Dans le New Jersey, le temps a été relativement sec pendant près de six mois ou plus, donc nous ne nous attendons pas nécessairement à des inondations si la neige fond progressivement. Si elle devait être suivie d’une forte tempête de pluie, cela pourrait entraîner des inondations à l’intérieur des terres, mais le lien entre la neige et les inondations côtières n’est pas très direct. C’est juste que les fortes chutes de neige ajoutent à la difficulté de faire face aux aléas de la nature.
TALABONG : Les recherches prédisent-elles qu’il y aura davantage de tempêtes hivernales comme celles-ci à l’avenir ?
BROCOLI : C’est un domaine de recherche actif. Une étude récente a indiqué que les tendances du nord-est se renforcent. Ces changements ne sont pas nécessairement des changements spectaculaires, mais des changements d’intensité détectables. Mais lorsque vous pensez à une zone particulière, ce qui vous importe vraiment, c’est de savoir si les tempêtes qui affectent directement cette zone vont changer ou non.
Il nous reste encore du travail à faire pour essayer de mieux comprendre quels seront les effets des futurs changements climatiques. Même si les tempêtes deviennent plus fortes, elles n’auront pas nécessairement un impact plus drastique si leur trajectoire change.

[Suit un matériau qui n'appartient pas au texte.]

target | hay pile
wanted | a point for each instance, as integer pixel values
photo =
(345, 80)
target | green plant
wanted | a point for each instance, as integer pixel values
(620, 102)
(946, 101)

TALABONG : Certaines personnes disent que le changement climatique n’est pas réel à cause de l’hiver que nous traversons. Il fait très froid. Nous avons beaucoup de neige. Comment répondez-vous à cela ?
BROCOLI : Le changement climatique ne va pas abolir le froid et la neige. Les effets à long terme du changement climatique signifient effectivement que nous avons moins de froids extrêmes et plus de températures extrêmes, mais moins de froids extrêmes ne signifie pas pas de froid extrême.
De plus, même si cet hiver a été froid, il est loin d’être aussi froid que certains des hivers les plus froids jamais enregistrés.
Les températures hivernales peuvent être très variables et cela dépend exactement de l’endroit où vous vous trouvez. Il y aura toujours des endroits plus froids que la moyenne et plus chauds que la moyenne en hiver. Le changement climatique a pour effet de fausser les chances en faveur d’un plus grand nombre d’endroits plus chauds que la moyenne et d’un moins grand nombre d’endroits plus froids que la moyenne.
TALABONG : Y a-t-il des recommandations politiques spécifiques que vous suggéreriez pour l’État ?
BROCCOLI : Je ne dirais pas que j’ai des recommandations spécifiques, si ce n’est de reconnaître que des événements comme celui-ci sont encore possibles même dans un climat qui se réchauffe. Je voudrais également souligner qu’un climat plus chaud rend l’atmosphère capable de retenir plus d’humidité, de sorte que si vous avez une tempête, elle peut être une tempête très humide s’il pleut ou une tempête très enneigée s’il neige.
À long terme, il y aura peut-être moins de tempêtes de ce genre, mais cela ne veut pas dire qu’à court terme, nous ne pouvons pas avoir un hiver avec quelques grosses tempêtes de neige comme nous en avons eu cette année.